А утром я принялся собирать все птичьи перья возле Журавлиного ручья. Потом собирал ещё на поле. Я вымазал волосы древесной смолой и прилепил к ним перья. Лицо, руки и одежду я перемазал сажей из костра, но все старанья мои были напрасны – на Ворона я совсем не походил. Скорее был похож на пугало. Представляю, как бы позабавились собаки датчан, увидев меня таким!

Я нашёл какие-то птичьи кости, подвязал их на шнурок и надел на шею. Слышал от кого-то, что ворон коварен и водит дружбу с мертвецами. Нет, моих приготовлений было недостаточно, чтобы стать Вороном, а что делать дальше я не знал. Очень хотелось есть, я пошёл ставить вершу в заводь – такую корзину для ловли рыбы, и тут я увидел Лобо. На тропинке в камышах. Помнишь, ворон рассказывал о двух собаках, что были у датчан? Лобо… Так звали пса Альрика Безумного. А вторую собаку звали Чара. Лобо стоял напротив меня.

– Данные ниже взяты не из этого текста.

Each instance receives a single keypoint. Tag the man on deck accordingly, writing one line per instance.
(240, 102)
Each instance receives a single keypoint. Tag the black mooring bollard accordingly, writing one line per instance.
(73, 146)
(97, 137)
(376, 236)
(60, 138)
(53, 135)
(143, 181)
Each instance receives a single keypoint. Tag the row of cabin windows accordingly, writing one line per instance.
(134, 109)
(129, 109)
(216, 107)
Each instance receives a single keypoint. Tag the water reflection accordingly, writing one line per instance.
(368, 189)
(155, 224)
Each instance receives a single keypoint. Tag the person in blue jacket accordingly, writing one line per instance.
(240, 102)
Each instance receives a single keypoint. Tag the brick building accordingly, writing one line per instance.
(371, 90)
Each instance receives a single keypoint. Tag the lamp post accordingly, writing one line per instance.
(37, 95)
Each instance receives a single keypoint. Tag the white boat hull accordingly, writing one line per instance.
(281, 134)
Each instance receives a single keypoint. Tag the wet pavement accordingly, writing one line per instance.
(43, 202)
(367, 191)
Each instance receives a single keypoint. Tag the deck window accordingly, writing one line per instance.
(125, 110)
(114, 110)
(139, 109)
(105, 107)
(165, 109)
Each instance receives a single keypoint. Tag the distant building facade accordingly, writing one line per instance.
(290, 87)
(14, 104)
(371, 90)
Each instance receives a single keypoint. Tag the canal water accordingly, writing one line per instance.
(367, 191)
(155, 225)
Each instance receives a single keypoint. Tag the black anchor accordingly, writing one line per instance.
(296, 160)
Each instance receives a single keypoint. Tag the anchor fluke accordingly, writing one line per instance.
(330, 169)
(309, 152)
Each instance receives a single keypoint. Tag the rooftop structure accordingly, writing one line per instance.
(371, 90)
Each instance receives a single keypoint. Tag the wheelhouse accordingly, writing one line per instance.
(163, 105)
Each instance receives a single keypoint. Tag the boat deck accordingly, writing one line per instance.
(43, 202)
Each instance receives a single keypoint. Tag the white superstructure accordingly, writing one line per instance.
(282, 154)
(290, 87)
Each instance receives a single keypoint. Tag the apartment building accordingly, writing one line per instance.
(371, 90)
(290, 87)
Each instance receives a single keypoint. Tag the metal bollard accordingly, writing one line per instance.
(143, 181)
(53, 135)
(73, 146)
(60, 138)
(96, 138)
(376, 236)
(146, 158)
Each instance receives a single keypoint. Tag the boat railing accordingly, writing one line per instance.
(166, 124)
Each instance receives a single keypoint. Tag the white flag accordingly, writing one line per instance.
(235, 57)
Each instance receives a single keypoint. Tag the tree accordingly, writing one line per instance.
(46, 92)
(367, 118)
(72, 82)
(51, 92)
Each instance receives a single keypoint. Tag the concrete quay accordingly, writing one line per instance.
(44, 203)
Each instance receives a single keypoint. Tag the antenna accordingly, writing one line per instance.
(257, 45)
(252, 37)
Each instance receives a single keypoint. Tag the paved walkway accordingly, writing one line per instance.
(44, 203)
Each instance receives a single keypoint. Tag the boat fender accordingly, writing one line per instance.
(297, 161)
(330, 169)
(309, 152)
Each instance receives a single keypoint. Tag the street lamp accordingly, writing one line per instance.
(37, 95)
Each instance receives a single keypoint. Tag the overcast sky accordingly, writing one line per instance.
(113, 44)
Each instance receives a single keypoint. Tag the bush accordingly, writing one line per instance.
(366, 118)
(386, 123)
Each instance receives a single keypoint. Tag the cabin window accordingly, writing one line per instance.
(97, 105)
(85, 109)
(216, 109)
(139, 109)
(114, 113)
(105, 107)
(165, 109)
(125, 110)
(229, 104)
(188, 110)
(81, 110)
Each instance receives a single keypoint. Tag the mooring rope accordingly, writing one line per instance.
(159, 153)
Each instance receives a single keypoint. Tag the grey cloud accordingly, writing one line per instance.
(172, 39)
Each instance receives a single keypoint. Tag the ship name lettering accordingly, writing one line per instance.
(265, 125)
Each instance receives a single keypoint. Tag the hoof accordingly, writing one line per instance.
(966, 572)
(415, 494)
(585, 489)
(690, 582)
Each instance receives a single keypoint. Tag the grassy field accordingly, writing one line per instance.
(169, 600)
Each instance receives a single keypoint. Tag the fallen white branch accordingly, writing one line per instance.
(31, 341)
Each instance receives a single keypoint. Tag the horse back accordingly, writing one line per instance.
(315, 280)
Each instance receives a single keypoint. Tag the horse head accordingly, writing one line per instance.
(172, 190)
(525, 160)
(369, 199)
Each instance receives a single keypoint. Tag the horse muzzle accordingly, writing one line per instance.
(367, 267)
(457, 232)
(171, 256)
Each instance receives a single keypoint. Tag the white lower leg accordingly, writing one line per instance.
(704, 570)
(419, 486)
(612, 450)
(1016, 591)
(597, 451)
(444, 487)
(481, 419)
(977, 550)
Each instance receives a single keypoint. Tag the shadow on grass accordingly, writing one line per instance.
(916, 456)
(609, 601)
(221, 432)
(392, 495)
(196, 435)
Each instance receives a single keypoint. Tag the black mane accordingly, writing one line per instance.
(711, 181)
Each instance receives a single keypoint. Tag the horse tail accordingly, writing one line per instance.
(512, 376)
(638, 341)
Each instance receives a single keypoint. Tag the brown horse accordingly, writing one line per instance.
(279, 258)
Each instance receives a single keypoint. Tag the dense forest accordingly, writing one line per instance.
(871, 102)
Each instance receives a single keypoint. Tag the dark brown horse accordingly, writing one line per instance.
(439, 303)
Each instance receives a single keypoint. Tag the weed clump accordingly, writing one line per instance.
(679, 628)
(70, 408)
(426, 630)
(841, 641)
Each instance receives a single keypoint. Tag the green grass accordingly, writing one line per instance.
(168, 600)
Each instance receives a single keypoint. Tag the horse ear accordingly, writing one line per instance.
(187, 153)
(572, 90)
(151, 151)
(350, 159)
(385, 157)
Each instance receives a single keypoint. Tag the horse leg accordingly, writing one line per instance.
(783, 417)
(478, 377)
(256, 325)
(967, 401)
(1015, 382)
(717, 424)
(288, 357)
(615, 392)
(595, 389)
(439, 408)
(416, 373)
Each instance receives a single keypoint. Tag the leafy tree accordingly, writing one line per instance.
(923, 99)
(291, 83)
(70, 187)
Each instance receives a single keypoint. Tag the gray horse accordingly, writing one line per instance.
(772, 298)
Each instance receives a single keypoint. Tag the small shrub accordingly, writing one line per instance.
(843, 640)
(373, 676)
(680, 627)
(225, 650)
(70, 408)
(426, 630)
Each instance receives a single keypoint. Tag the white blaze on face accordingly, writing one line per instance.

Такой мощный, будто вылитый из бронзы. Его тугие мышцы стянула готовность броситься вперёд, чтобы разорвать непонятное существо, появившееся на его пути. Лёгкий оскал уже тронул сведённые челюсти. Нас разделяли несколько шагов.

Я понял, что битва проиграна, опустил голову и сник.

– Лобо! Где-ты, тварь? – раздалось в камышах.

Пёс смотрел на меня не шевелясь.

– Тише, пожалуйста тише! – попросил я негромко. – Ты же добрый пёс.

Лобо вдруг повернул морду в сторону и убежал.

Я не верил тому, что остался жив. Но любопытство заставило меня на следующий день снова отправиться к заводи. Рыбу пришлось заменить на перепелов, которых на полях Славича было без числа. И я правильно сделал, потому что заводь облюбовали даны. Им тоже нужно было что-то есть. У Зверя, каким бы он ни был, есть свои привычки, пристрастия и слабости. Слабостью Альрика был рыбный промысел. Он гоготал как безумный, когда, вытаскивал вершу из воды и находил в ней рыбку. Его товарищи в этот момент робко прижимались друг к другу. Альрик откусывал рыбке голову, сплёвывал и веселился. А потом, рыча как пёс, рвал тушку зубами.

Из своего укрытия я видел, что Лобо и Чара боялись хозяина. Чару он ударил ногой под рёбра, и собака завыла, как плачет ребёнок. Не знаю почему, но мне стало жалко этих четвероногих. В них было меньше звериного, чем в их хозяине. Раньше я не предполагал, что человек может быть самым страшным зверем на земле. Теперь же это мне открывалось с полной очевидностью и в полной мере.

Лобо прижал хвост и не смог защитить свою подружку. Он только бегал вокруг неё и скулил.

Когда Чара убежала, я почему-то решил подозвать пса. Не понимая, что делаю, я крикнул вороном из своего укрытия. А потом, наклонясь и не шевеля камышом, вернулся на дорожку, где прежде мы встретились с Лобо. Я положил пойманную перепёлку и стал ждать. Лобо вышел из камышей, и эта встреча была ещё страшнее первой. Но всё снова обошлось. Он даже взял моё подношение и убежал с ним к хозяину.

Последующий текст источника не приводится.